Frankfurt: Europe must choose between the urge to “inflict harm” on the City of London or recognise its role as the world’s biggest financial centre in elevating the continent’s standing, a top London official said in Frankfurt.
“The question for the EU is: Does it see the City of London as a European asset that it treasures and nurtures and wishes to develop for the wider interests of the people of Europe, or does it see the City of London as innately undermining the narrower interests of the European Union?” Jeremy Browne (pictured), Special Representative for the City to the EU, said at the annual European Banking Congress on Friday.
“London is a test study” in Europe’s resolve, Browne said. “We contribute massively to the capital markets and the services that are available to businesses across Europe. We very much regard ourselves not as a British asset, but as Europe’s global asset.”
Following the “natural adjustment” that will come with the UK’s departure from the EU, will the bloc “try to inflict additional harm on the City of London to make a broader political point even if that is not the interests of European Union or the wider citizens of Europe?” Browne said.
His remarks came at the end of a week-long conference that began with European financial centres making competing pitches for any financial jobs that flow out of London in the aftermath of the UK’s vote to leave the EU in June.
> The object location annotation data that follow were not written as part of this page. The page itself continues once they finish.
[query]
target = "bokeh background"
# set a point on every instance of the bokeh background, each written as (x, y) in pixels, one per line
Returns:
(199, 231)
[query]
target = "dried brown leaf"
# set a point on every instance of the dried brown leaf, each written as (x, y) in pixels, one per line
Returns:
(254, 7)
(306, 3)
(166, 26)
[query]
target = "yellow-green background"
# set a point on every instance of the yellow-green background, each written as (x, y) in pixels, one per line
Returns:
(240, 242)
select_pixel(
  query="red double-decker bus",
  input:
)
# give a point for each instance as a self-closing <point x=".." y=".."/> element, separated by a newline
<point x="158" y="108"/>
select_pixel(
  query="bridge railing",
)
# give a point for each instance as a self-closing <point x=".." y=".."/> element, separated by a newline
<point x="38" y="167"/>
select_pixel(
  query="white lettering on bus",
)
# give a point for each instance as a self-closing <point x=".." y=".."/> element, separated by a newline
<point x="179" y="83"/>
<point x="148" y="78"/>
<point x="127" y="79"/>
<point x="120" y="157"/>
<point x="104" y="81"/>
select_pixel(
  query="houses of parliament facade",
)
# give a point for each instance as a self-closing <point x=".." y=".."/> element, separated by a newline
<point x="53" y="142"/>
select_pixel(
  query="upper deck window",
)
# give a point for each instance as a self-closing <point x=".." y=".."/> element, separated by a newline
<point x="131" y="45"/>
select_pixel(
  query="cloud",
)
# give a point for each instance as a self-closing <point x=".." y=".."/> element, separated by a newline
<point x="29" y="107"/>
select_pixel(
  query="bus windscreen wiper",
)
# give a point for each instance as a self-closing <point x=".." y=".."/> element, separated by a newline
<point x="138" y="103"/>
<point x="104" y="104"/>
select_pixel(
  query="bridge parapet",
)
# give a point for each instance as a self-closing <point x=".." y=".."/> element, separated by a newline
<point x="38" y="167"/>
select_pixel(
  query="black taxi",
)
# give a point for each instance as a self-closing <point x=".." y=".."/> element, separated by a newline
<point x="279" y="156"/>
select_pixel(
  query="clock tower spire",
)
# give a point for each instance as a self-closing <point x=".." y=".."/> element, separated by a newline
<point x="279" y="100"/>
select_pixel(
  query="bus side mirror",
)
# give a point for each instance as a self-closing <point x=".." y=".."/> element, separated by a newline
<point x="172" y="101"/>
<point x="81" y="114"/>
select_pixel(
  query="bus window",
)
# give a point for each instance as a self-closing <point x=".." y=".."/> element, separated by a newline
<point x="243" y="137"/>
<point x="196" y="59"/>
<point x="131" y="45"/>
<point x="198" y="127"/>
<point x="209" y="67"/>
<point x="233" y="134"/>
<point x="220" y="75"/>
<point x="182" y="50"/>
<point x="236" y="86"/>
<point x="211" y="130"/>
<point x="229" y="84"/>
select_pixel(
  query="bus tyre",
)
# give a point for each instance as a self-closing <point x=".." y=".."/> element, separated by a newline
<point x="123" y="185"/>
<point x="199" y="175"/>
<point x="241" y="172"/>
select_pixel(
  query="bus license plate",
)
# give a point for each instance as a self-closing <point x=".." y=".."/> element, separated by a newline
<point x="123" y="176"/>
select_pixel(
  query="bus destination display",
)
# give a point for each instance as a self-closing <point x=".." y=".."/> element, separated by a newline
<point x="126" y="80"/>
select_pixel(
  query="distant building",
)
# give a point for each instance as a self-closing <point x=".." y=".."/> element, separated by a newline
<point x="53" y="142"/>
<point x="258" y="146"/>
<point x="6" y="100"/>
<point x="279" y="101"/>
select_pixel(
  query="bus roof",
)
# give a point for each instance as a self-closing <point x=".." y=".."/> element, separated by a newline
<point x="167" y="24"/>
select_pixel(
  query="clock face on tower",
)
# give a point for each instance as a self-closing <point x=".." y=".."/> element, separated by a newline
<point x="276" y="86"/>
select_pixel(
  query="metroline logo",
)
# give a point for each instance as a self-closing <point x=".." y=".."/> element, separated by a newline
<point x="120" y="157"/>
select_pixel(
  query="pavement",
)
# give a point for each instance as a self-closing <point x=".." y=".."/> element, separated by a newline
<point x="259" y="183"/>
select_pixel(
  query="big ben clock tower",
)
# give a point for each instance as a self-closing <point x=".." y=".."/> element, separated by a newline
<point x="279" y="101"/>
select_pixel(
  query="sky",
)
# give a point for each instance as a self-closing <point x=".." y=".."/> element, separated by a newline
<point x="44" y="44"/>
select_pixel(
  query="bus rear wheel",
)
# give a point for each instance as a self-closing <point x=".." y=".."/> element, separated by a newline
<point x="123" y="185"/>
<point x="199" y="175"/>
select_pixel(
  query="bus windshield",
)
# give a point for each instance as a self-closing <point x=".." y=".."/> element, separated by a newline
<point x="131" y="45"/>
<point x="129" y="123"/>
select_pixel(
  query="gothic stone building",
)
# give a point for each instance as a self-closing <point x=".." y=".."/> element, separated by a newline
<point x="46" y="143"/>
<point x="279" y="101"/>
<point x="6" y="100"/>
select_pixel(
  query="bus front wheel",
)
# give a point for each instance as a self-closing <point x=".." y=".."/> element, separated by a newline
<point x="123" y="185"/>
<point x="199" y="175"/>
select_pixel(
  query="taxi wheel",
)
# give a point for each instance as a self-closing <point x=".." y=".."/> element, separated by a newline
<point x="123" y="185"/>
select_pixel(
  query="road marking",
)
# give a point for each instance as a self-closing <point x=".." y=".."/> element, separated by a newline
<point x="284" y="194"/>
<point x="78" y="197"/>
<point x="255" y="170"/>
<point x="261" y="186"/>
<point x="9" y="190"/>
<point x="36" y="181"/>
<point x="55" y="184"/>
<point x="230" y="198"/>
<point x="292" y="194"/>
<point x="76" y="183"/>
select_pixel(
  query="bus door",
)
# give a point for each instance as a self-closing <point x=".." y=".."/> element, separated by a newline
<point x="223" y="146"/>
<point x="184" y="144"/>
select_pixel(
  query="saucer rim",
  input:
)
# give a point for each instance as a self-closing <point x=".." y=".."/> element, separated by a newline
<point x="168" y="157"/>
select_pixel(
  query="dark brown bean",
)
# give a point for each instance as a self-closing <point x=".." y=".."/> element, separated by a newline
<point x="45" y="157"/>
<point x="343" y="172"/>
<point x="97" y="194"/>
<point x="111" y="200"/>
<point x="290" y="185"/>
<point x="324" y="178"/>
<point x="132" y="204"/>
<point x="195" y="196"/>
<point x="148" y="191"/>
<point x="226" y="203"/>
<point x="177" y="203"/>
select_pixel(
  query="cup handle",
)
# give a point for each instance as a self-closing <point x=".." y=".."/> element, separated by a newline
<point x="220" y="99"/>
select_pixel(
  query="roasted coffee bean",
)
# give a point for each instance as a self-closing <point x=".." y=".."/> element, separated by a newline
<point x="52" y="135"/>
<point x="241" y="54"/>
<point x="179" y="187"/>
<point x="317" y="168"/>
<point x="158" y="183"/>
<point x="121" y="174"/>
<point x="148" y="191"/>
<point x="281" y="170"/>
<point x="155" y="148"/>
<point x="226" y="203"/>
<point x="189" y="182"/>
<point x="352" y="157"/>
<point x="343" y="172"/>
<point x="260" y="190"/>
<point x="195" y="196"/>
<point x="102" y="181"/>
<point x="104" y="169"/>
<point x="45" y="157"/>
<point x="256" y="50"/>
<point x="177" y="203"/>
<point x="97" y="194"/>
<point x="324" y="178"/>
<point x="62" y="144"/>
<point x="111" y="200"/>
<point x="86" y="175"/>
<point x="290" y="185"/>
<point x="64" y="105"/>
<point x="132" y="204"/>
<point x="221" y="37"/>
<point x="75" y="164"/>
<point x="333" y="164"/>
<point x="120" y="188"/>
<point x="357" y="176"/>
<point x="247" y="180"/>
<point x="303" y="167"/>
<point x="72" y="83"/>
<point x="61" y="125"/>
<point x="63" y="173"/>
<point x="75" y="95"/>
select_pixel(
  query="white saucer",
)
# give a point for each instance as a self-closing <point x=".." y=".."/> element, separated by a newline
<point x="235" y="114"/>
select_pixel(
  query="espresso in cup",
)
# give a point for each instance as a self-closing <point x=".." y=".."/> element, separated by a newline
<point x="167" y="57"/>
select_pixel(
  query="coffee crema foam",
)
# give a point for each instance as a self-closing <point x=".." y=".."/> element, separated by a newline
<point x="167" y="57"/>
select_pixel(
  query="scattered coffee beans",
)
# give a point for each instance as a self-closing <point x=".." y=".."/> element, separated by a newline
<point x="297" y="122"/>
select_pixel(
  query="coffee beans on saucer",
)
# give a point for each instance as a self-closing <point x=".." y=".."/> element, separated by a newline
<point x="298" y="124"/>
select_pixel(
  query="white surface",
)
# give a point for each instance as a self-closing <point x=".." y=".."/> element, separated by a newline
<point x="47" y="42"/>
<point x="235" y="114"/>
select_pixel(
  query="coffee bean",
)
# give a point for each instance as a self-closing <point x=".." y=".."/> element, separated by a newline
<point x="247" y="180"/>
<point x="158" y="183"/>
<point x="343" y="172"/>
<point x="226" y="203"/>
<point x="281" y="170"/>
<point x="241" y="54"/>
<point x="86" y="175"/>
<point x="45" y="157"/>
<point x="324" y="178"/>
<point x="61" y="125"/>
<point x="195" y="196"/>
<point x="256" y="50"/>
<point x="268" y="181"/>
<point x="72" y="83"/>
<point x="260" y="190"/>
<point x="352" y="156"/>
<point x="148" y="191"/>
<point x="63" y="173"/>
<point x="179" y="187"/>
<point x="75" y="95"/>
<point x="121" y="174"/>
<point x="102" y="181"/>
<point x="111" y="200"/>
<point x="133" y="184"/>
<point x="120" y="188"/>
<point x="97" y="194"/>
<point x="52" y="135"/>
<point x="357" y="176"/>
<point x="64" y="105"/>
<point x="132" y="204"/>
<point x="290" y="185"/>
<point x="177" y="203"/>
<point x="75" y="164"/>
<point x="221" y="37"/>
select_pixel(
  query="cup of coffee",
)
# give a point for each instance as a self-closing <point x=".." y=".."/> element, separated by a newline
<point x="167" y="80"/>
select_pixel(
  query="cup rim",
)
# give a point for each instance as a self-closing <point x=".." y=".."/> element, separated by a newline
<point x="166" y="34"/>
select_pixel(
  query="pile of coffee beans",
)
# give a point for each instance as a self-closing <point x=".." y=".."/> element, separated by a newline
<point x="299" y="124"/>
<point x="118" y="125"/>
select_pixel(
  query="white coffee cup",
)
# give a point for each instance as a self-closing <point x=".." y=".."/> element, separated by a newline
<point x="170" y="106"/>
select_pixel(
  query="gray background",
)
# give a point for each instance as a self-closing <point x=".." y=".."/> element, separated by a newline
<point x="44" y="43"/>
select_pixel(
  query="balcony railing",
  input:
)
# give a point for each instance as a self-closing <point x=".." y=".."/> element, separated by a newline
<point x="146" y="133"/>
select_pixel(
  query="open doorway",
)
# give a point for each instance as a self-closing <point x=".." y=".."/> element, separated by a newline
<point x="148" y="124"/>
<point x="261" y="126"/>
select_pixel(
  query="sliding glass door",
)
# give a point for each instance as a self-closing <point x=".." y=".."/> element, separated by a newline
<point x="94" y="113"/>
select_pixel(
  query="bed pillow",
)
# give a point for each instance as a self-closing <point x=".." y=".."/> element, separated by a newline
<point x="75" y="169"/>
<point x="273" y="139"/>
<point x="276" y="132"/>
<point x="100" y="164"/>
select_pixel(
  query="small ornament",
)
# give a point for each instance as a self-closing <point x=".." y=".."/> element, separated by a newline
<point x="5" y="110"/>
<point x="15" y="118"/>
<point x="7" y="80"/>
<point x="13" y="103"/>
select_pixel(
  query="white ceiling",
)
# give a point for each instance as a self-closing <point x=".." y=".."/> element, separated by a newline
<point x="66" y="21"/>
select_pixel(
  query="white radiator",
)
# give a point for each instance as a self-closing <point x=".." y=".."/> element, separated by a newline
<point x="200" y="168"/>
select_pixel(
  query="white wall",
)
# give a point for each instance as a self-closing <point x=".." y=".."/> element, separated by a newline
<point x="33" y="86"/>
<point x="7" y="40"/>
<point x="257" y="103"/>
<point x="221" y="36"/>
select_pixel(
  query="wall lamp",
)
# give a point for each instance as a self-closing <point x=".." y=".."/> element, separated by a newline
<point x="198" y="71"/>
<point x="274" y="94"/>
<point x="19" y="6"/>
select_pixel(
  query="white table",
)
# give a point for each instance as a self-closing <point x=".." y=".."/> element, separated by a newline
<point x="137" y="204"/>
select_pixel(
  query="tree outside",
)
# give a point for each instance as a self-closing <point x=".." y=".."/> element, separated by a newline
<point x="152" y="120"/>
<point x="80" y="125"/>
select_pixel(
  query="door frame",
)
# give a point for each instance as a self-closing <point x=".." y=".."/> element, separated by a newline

Banks leaving London for Europe as a result of Brexit could give the continent’s capital markets a much-needed boost, said Ignazio Angeloni, a board member at the European Central Bank’s supervisory arm, in an interview on Thursday.
Banks based in the UK have started sounding out euro-area supervisors about their post-Brexit future, Sabine Lautenschlaeger, vice chair of the European Central Bank’s Supervisory Board, said on a panel at the Frankfurt conference on November 15.
“We have already many banks asking for interviews and meetings so that they can identify where are our pressure points and where our methods differ” from UK supervisors, Lautenschlaeger said. “For sure we are preparing.”
The ECB “will be prepared to welcome” banks seeking to leave the UK if it can ensure they’re not engaging in regulatory arbitrage, Anneli Tuominen, the director general of Finland’s Financial Supervisory Authority, said in an interview on Friday.